Agribusiness, where many immigrants from Mexico and Latin America have long looked for and found work, is a prime example of this hypocrisy. As early as the 1920s, fruit, vegetable, and cotton growers engaged in deliberate over-recruitment of immigrant workers, which was accomplished through close collaboration with government immigration officials who opened the border or looked the other way as large numbers of workers crossed into the U.S. The intended effect was to drive down wages and dilute the power of work stoppages, strikes, and other forms of labor protest. During World War II, businesses and the government devised the Bracero Program that regularized residency and work permits for Mexican workers for fixed periods. The starvation wages paid to most immigrant workers in the fruit and vegetable fields were matched by long working hours, poor housing in company-owned facilities, lack of schools, and rampant racist discrimination to boot.
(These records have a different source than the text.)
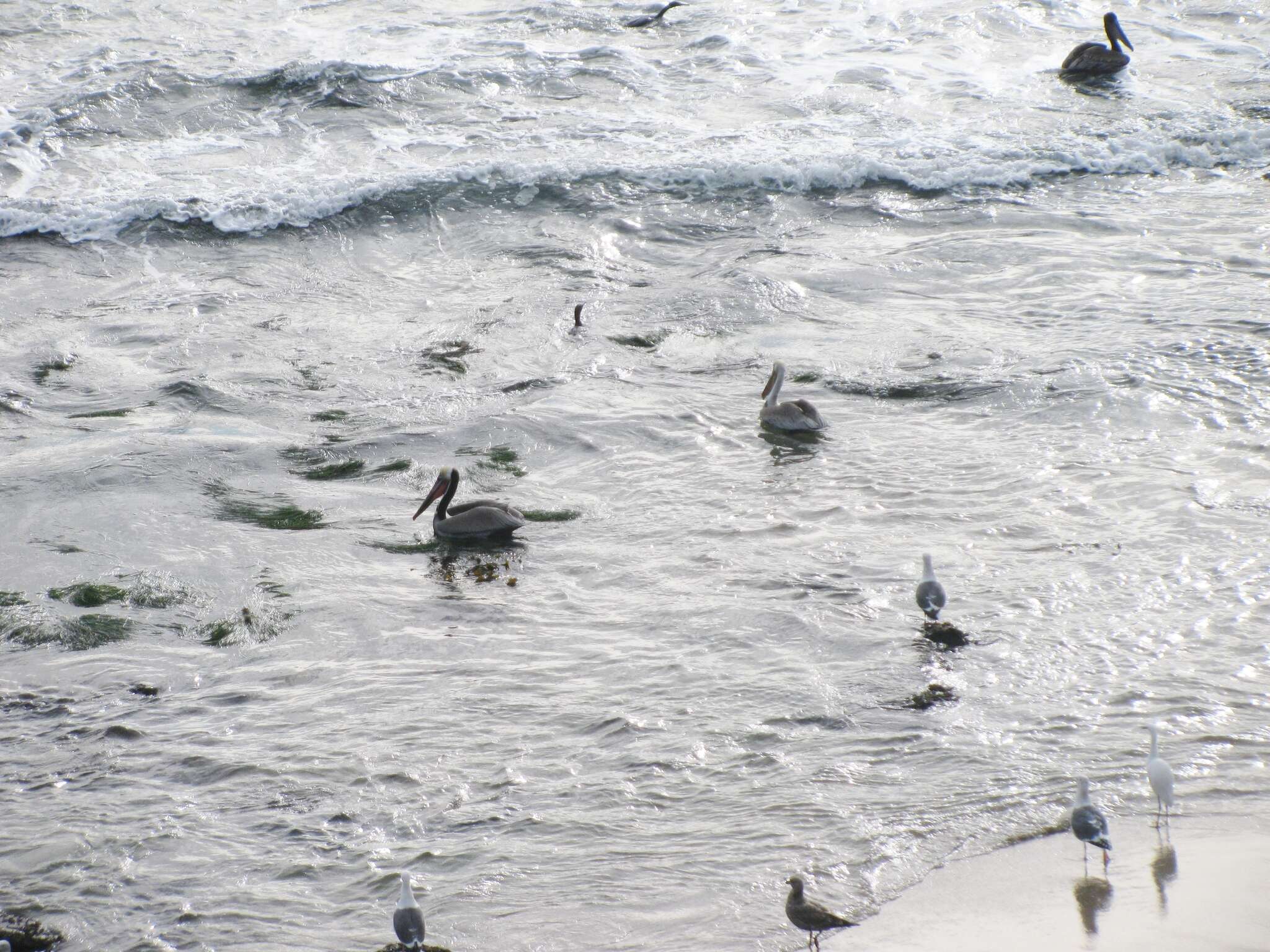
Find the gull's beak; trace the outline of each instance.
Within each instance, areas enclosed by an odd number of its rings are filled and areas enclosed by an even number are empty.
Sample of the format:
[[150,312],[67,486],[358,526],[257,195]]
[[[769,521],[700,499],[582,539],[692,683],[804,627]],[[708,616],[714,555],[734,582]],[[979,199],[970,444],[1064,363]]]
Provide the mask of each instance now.
[[776,383],[776,371],[775,369],[772,369],[772,376],[767,378],[767,386],[763,387],[763,392],[759,393],[758,396],[766,399],[767,395],[772,392],[772,385],[773,383]]
[[418,519],[420,515],[423,515],[424,509],[432,505],[433,501],[436,501],[437,499],[441,499],[441,496],[444,494],[448,486],[450,486],[450,480],[447,480],[444,476],[438,476],[437,481],[432,484],[432,489],[428,490],[428,498],[423,500],[423,505],[420,505],[418,512],[415,512],[415,514],[410,517],[410,522]]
The brutality of the Trump-Sessions deportations of undocumented immigrant workers, which often involves the splitting up of families also has ample precedent in U.S. policy. Herbert Hoover’s Secretary of Labor William Doak deported large numbers of Mexican workers. Doak also instructed his border agents to recruit, admit, and transport Mexicans during strikes and labor shortages.

The icy cruelty of Kirstjen Nielsen, head of the Department of Homeland Security, who offered a vigorous defense of the policy and border patrol behavior in general a day before Trump’s reversal, may be in perfect step with the brutal tone of the Trump presidency in general. But here again, the history of U.S. immigration policy suggests more continuity than novelty. In his day, secretary Doak defended his border agents against charges of abuse and brutality in the name of protecting “American” jobs. Draconian immigration practices have not been exclusive to Republicans; more immigrants were deported under Obama than his Republican predecessor, George W. Bush.

The hyper-exploitation that immigrant workers still experience in agriculture and other low-wage sectors of the U.S. economy makes Trump’s associating violence and gangs like M-13 particularly insulting. The intent, of course, is once again to scapegoat immigrant workers for the problems arising from the contradictions of the capitalist system and divide workers along lines of race, ethnicity, citizenship, and national origin. All working people have much to lose when immigrant workers are under attack.